Other religions still seem to be practiced regularly. The increase in immigration from areas such as Middle East, Asia and Africa has contributed to the expansive growth of Sikh, Muslim, Buddhist, and Hindu communities within the country of Canada. Religious cultures that are more exclusive such as Pagans, Judaism, Bahá’í Faith, Unitarian Universalists, First Nations religions also call Canada home.
Muslim is very popular in Canada. In 1936, the first mosque was built in Edmonton, a fashionable Canadian area. During the first Canadian census, they found thirteen Muslims already living in the country. It is no wonder that with that kind of history, such a large population of Muslim devotees is hosted by Canada.
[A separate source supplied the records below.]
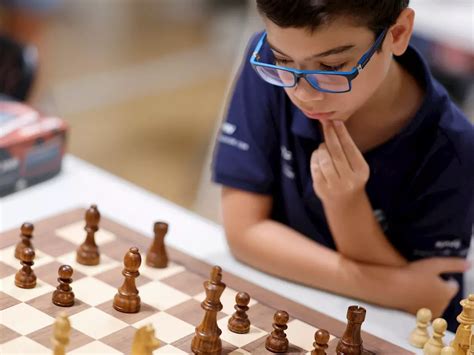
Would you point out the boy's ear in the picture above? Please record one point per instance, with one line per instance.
(401, 31)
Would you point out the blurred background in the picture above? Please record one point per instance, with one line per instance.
(143, 83)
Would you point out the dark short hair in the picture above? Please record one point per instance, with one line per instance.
(374, 14)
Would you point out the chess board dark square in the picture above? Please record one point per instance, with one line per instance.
(187, 282)
(6, 334)
(7, 301)
(44, 304)
(130, 318)
(76, 338)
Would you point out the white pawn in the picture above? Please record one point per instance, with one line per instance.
(420, 335)
(435, 344)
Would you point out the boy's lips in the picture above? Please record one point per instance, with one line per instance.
(319, 115)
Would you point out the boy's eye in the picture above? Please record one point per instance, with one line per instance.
(332, 67)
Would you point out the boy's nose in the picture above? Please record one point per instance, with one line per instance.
(305, 92)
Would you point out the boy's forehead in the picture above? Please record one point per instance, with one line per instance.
(302, 42)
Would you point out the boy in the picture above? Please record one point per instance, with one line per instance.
(345, 165)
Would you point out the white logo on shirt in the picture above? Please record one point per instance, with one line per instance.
(228, 128)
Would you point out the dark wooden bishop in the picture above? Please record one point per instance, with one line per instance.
(26, 234)
(207, 336)
(88, 252)
(351, 341)
(157, 256)
(321, 339)
(25, 277)
(127, 300)
(63, 295)
(277, 342)
(239, 322)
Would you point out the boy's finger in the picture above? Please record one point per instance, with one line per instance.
(353, 154)
(335, 149)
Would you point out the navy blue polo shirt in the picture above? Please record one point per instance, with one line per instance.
(421, 183)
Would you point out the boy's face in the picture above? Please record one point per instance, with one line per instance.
(299, 48)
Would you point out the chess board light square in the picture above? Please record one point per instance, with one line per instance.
(23, 345)
(7, 256)
(7, 285)
(167, 327)
(159, 274)
(96, 323)
(161, 296)
(105, 264)
(302, 334)
(93, 291)
(95, 347)
(227, 300)
(24, 319)
(239, 340)
(76, 234)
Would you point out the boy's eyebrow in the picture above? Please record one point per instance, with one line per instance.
(327, 53)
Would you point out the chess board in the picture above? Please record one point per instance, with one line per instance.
(170, 299)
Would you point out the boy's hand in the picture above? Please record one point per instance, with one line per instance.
(423, 287)
(338, 168)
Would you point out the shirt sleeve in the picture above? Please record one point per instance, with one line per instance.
(438, 210)
(245, 155)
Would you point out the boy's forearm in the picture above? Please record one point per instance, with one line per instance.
(281, 251)
(358, 235)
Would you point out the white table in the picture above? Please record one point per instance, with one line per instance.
(81, 184)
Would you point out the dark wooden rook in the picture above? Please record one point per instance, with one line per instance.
(157, 256)
(88, 252)
(277, 342)
(26, 234)
(63, 295)
(321, 339)
(351, 341)
(239, 322)
(25, 277)
(207, 336)
(127, 299)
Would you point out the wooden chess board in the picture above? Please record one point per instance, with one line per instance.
(170, 299)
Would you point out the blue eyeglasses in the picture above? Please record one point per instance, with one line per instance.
(325, 81)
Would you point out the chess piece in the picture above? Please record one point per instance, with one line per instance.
(351, 341)
(239, 322)
(126, 299)
(156, 256)
(62, 329)
(88, 252)
(144, 341)
(448, 350)
(207, 336)
(466, 321)
(434, 345)
(420, 335)
(63, 295)
(26, 234)
(25, 277)
(321, 339)
(277, 341)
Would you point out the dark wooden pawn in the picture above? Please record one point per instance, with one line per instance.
(63, 295)
(26, 234)
(321, 339)
(351, 341)
(207, 336)
(239, 322)
(157, 256)
(127, 299)
(277, 342)
(25, 277)
(88, 252)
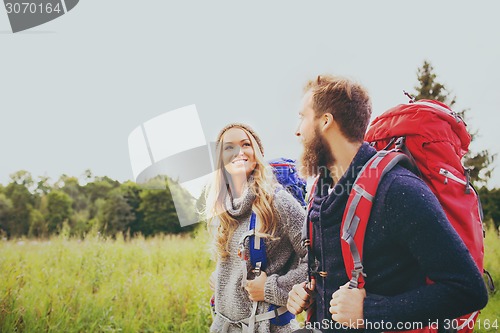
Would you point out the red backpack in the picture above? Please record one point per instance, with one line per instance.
(435, 139)
(431, 140)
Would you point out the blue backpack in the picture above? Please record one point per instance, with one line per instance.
(287, 175)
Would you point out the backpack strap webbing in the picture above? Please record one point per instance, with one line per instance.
(358, 209)
(257, 248)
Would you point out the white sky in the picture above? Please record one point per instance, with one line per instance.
(72, 90)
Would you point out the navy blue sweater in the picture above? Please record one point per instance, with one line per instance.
(408, 238)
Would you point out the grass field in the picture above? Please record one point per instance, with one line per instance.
(154, 285)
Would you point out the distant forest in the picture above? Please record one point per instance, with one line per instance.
(36, 208)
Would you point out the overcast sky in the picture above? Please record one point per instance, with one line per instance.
(72, 90)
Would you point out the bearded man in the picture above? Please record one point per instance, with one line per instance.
(408, 238)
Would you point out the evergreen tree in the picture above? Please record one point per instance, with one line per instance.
(480, 164)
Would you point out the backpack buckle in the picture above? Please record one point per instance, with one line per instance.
(257, 270)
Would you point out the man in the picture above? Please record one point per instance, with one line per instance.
(408, 238)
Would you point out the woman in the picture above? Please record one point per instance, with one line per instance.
(244, 186)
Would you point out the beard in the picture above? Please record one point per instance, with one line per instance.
(317, 156)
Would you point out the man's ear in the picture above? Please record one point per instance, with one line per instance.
(326, 121)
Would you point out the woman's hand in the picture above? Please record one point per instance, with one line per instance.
(300, 297)
(211, 281)
(255, 288)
Another popular religion in the Great White North is Sikhism. Sikhs were one of the rare Asian cultures that were actually loyal to the Queen of England, with Canadian origins dating all the way back to the year of 1897. This however did not help them gain rights or immigration laws for the first half of the last century. After a large wave of Sikhs came to Canada at the beginning of the nineteenth century, immigration laws were soon tightened on them, and they were denied the right to vote for quite some time. The Sikh population has exploded since immigration laws were liberalized in the 1960s.